At this age snatching toys and responding by hitting/slapping etc is pretty normal as is the "kind hands" "be gentle with your friends" message.

<shrug> I don't mean to dismiss your anxiety over the situation, but the nursery staff should not be asking you to fix anything, they should be telling what their strategy is so you can reinforce it at home.

Shelby2010 Sun 02-Oct-16 19:37:17

Don't punish him when he gets home - especially as you don't know the full circumstances. I also found it very annoying when nursery seemed to complain about DD2's behaviour. So she refused to sit down at group time - I wasn't there so what do you expect me to do about it? DD1's key worker had a much better way of putting it - DD1 did x, so we said y and did z.

It sounds like your DS doesn't have siblings to share with so he doesn't practice sharing routinely. And that's why they go to nursery for socialisation..... Next time throw it back at the nursery - he doesn't do this at home, so how are they managing the behaviour? I suspect they aren't doing anything particular such as shadowing him because his behaviour is so normal for his age!

Lazyafternoon Sun 02-Oct-16 20:20:39

Personally I wouldn't take away toys for something he did earlier in the day in a different setting. I'd be worried that 'punishing' him when he gets him would really confuse him and make him think coming home was bad in some way.

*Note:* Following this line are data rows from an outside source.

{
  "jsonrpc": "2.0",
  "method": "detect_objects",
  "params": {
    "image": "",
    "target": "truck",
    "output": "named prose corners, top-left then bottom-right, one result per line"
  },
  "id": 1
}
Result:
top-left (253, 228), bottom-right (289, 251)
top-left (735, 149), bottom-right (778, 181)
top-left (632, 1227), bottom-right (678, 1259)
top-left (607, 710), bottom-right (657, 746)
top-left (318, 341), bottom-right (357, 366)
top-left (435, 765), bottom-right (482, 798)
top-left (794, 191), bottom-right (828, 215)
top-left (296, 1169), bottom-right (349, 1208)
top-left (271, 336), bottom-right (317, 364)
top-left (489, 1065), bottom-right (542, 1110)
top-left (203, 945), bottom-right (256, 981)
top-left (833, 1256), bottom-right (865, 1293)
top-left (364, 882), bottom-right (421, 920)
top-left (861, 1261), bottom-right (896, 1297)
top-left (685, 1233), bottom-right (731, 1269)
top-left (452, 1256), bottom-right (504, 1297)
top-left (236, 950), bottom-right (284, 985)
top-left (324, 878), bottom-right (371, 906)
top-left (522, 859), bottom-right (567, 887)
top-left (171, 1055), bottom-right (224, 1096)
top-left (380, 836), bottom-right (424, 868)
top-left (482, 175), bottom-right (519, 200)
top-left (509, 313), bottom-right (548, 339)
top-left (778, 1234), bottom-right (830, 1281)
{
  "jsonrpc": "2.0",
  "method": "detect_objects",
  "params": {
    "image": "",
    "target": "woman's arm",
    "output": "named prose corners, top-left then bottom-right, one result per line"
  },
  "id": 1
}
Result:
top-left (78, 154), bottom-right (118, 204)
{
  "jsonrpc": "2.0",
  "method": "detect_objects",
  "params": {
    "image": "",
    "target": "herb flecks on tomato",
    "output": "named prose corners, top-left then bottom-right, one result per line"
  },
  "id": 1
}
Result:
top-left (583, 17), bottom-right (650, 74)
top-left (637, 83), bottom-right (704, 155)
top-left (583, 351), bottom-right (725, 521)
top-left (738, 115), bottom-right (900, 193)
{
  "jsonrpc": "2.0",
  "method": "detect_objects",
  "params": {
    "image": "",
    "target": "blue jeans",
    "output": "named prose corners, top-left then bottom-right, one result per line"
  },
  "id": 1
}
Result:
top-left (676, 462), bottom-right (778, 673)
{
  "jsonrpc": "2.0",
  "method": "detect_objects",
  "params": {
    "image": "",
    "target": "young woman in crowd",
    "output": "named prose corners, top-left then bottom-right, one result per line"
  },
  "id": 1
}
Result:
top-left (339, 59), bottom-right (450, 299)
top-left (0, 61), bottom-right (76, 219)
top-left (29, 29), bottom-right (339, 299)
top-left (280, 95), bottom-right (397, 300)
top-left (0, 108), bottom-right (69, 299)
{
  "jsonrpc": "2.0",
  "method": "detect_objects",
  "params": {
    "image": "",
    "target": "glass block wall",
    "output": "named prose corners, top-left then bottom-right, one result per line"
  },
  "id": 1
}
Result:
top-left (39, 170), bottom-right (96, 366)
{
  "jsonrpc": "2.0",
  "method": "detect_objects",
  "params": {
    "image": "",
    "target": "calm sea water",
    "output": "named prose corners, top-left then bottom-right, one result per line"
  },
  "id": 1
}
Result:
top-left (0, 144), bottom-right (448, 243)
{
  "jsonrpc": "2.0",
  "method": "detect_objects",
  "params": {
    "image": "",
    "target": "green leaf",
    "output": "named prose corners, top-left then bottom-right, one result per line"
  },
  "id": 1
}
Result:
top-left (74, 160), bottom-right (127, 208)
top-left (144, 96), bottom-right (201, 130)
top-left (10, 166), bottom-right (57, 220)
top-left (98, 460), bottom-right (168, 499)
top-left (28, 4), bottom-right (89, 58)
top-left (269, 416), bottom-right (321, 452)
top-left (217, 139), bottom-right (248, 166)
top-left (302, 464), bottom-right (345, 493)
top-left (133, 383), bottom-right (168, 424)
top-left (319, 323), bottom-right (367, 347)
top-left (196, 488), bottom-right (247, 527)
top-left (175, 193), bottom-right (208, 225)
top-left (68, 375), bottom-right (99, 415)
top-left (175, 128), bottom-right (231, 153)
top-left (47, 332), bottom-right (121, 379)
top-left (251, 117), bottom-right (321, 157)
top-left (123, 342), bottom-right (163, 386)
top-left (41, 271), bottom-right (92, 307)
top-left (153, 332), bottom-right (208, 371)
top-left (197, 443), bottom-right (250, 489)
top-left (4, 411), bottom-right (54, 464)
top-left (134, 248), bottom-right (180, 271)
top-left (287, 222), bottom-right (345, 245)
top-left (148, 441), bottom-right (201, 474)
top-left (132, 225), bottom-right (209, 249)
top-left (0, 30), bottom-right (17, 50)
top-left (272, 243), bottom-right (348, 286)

Trying to talk to him about his day at nursery is worth trying though. I'm no expert but if he is chatty and does talk about his day then trying to draw out of him what happened might help? If he says 'I hit Bob' then asking why, then I'd try to gently say that hitting isn't very nice. If someone upset him or won't share he should tell a grown up and not hit/bite/ push etc. However you'd probably need a few more details from nursery about the situation to be able to ask about it! Personally I'd be doubtful my DS would recall any detail from more than a few mins ago without a lot of prompting! When asked about his day at preschool all I get is his played with his friends, went down the slide, sang songs... even that amount of detail might only gradually come out over the rest of the day when asking if he played in the garden, sat on the circle mat etc!